Clearly we are on a soup kick at the Hungry Southern Belle house. The weather is perfect for this comforting treats and the lighter fare suits our healthy eating goals as well. I made this special little find last night and it is definitely a keeper! It certainly made more than the suggested 4 servings…in fact, I think a certain someone (*Riche wink wink*) went back for two or three helpings. With the amazing health properties of both the fresh beets and fresh ginger, I wasn’t going to complain about that! I paired the soup with a lovely fresh “power greens” salad and garnished the soup with a little bit of creamy goat cheese. All in all a huge winner! I look forward to making it closer to Christmas and add a lovely pop of green with some Italian parsley perhaps. Either way, I hope that y’all enjoy it as much as we did!!!
Beet Ginger Coconut Soup
(Serves 4 – recipe courtesy of barre3)
1 tbsp coconut oil
3 large purple beets, scrubbed clean and cut into ¼-inch pieces
14.5-ounce can white cannellini beans
1 tbsp ginger, minced
1 large yellow onion, diced
3 large cloves of garlic, minced
Dash of cayenne pepper
Dash of red pepper flakes
1/2 cup full-fat coconut milk
4-5 cups veggie stock
salt and pepper, to taste
4 tsp roasted sesame seeds
- In a large soup pan, heat the coconut oil over medium heat. Add the onion and cook for about 5 minutes, stirring occasionally.
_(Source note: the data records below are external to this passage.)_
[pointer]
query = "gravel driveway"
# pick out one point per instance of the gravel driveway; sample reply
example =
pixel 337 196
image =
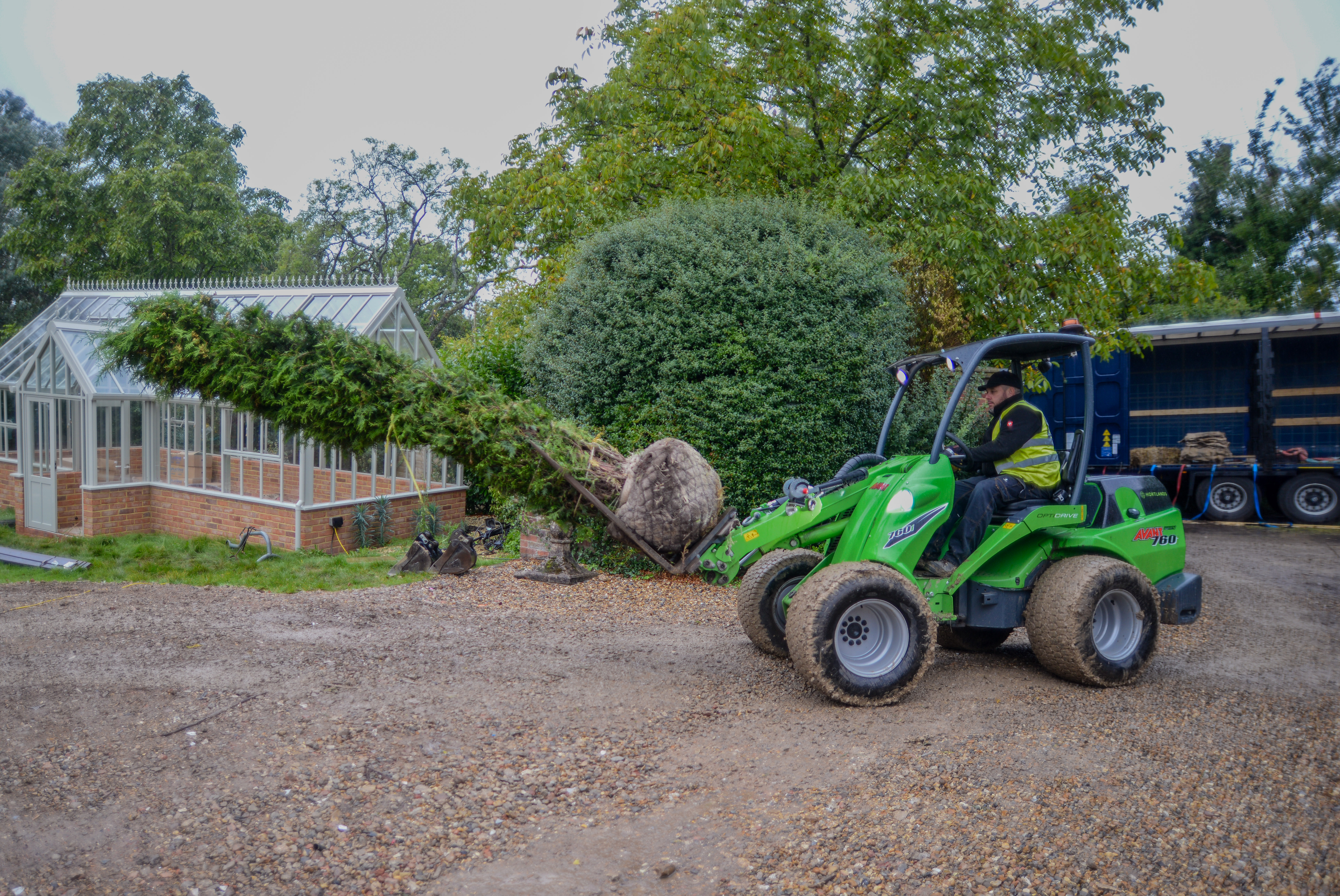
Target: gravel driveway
pixel 498 736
- Add beets, beans, garlic, and ginger. Cook for about 3-5 more minutes, stirring often.
- Add 4 cups of veggie stock, and bring to a boil. Reduce heat to low, and simmer for about 25 minutes.
- Add cayenne pepper and red pepper flakes.
- Make sure beets are fork tender, and then puree the soup with an immersion or countertop blender.
- Add more stock or water if soup is too thick. Stir in the coconut milk.
- Season to taste with salt and pepper. Serve warm, topped with sesame seeds, and enjoy.